America

Il supplizio di Sant’Assange

11 Aprile 2019

«Julian Assange is a hero. America owes this man one thing – freedom» (David Duke, ex Gran Maestro del Ku Klux Klan, 2016)

È un mondo davvero bizzarro quello in cui un presidente centrista che di nome fa Lenìn consegna alla giustizia penale un latitante – a suo tempo accusato di stupro – guadagnandosi così l’epiteto di “traditore” da parte delle Vere Sinistre di tutto il mondo. Evitato un processo in Svezia – ma il caso potrebbe essere riaperto – Assange è stato arrestato per aver violato la libertà su cauzione in UK e quasi certamente lo aspetta un’estradizione in USA per aver diffuso segreti di Stato. Gli attivisti di mezzo mondo gridano ovviamente alla repressione e vedono nell’arresto del loro beniamino un’azione politica più che giudiziaria, una ritorsione di CIA, NSA e complesso industrial-militare, colpiti al cuore dal paladino della Trasparenza. Strana trasparenza, una trasparenza opaca, verrebbe da dire con un ossimoro, quella che prevede “leak” accuratamente mirati a danneggiare una parte dell’establishment per favorirne un’altra, a colpire un potere statale per avvantaggiarne un altro, sulla base forse di un atteggiamento tattico “campista” – sempre assumendo che Assange sappia quello che fa e non sia semplicemente un povero disturbato assurto al ruolo di martire. Chissà.
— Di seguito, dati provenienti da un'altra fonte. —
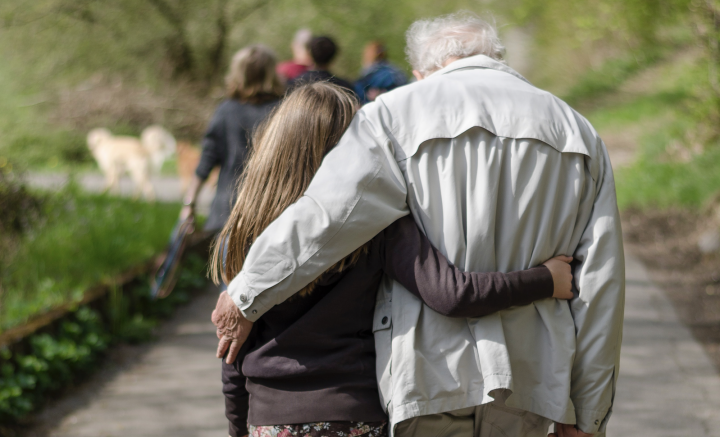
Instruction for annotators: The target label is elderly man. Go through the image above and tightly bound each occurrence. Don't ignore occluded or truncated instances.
[213,12,624,437]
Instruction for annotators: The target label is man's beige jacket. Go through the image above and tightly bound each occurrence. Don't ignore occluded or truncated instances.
[227,54,625,435]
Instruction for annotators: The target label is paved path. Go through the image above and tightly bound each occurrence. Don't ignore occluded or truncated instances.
[609,254,720,436]
[38,252,720,436]
[46,289,227,437]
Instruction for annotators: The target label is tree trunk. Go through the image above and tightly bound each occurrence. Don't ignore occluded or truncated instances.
[147,0,195,78]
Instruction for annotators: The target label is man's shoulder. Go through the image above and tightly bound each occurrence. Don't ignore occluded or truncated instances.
[373,67,604,163]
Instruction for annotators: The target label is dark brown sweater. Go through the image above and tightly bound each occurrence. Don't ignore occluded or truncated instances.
[222,216,554,436]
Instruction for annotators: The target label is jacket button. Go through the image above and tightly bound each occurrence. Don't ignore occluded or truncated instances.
[594,420,599,425]
[252,310,257,315]
[239,294,248,303]
[381,316,389,325]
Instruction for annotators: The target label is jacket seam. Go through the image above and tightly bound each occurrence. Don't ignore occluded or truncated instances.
[399,125,593,164]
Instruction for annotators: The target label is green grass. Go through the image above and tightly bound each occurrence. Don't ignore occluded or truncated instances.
[567,47,720,211]
[615,142,720,210]
[598,91,718,210]
[0,186,180,331]
[586,91,688,131]
[563,50,663,106]
[3,131,93,171]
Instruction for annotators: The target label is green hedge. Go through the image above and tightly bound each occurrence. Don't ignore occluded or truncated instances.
[0,253,208,425]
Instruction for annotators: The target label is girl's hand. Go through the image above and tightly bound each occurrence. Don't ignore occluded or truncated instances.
[543,256,574,299]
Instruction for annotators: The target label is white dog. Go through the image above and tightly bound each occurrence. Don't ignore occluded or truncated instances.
[86,128,156,201]
[140,125,176,173]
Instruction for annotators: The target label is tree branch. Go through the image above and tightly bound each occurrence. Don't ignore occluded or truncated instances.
[205,0,272,84]
[147,0,195,76]
[231,0,272,23]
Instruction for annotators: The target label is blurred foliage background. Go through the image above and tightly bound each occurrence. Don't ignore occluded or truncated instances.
[1,0,720,203]
[3,0,720,421]
[0,0,711,137]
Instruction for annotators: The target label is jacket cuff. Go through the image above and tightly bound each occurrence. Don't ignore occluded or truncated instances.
[227,272,272,322]
[575,407,611,434]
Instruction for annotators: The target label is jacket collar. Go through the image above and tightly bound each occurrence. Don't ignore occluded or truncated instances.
[430,54,530,84]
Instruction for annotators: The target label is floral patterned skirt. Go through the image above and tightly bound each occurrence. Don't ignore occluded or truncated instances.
[248,421,387,437]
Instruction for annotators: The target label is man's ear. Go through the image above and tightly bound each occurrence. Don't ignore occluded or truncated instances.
[412,70,424,81]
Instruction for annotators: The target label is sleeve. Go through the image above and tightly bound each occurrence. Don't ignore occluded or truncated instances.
[569,144,625,434]
[381,216,554,318]
[227,107,409,321]
[222,358,249,437]
[195,104,226,180]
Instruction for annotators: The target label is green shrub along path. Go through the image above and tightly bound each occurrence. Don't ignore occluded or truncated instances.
[0,167,214,428]
[0,254,208,428]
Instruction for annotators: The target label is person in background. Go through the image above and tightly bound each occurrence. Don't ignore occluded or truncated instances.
[354,41,408,104]
[276,29,313,82]
[180,45,283,234]
[288,36,355,95]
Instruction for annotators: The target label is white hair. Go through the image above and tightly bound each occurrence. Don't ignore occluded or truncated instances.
[405,12,505,76]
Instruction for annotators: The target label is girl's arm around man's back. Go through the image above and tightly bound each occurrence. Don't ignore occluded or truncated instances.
[382,216,559,318]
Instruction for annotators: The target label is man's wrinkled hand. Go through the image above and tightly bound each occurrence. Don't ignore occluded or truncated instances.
[212,291,253,364]
[548,423,594,437]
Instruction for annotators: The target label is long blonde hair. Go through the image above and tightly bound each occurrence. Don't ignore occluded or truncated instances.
[225,44,284,103]
[210,82,365,295]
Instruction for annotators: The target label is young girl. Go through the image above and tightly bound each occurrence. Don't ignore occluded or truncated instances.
[211,82,574,437]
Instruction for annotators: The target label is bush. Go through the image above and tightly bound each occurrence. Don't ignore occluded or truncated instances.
[4,131,90,170]
[0,252,208,425]
[0,165,44,301]
[0,165,43,236]
[0,307,109,422]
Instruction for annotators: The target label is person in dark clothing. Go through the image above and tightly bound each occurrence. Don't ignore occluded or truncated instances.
[180,44,283,232]
[354,41,408,104]
[209,83,575,437]
[287,36,355,95]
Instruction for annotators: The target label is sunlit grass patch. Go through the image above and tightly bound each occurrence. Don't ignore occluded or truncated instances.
[563,50,663,106]
[574,49,715,211]
[615,146,720,210]
[605,93,713,211]
[0,187,179,331]
[586,91,688,132]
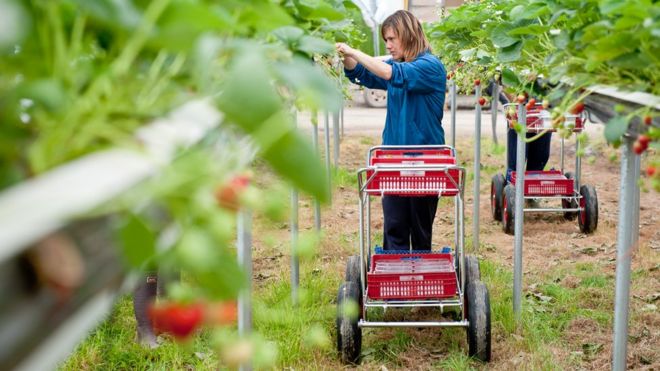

Rimane il fatto che durante il suo asilo/esilio londinese, prima che l’ambasciata ecuadoregna gli togliesse la connessione (povera stella!), Assange ha impiegato gran parte delle sue energie a distruggere l’immagine di Hillary Clinton. Sui profili social di Wikileaks si sono viste diffondere le teorie più bizzarre tra quelle confezionate dalla destra radicale americana, per arrivare a una manciata di tweet antisemiti – potevano mancare gli ebrei tra i nemici di Sant’Assange? – poi provvidenzialmente rimossi. Un dettaglio insignificante per il devoto assangiano medio, il cui odio per i Clinton è più forte sia di qualunque riserva etica che del buon senso più elementare: l’aver rivelato le manovre di parte del Comitato Nazionale Democratico ai danni della candidatura di Bernie Sanders a primarie ormai concluse, pur disponendo da tempo di quelle informazioni, non è servito ad aiutare Sanders, ma solo ad azzoppare la Clinton e di conseguenza a dare una mano a Trump.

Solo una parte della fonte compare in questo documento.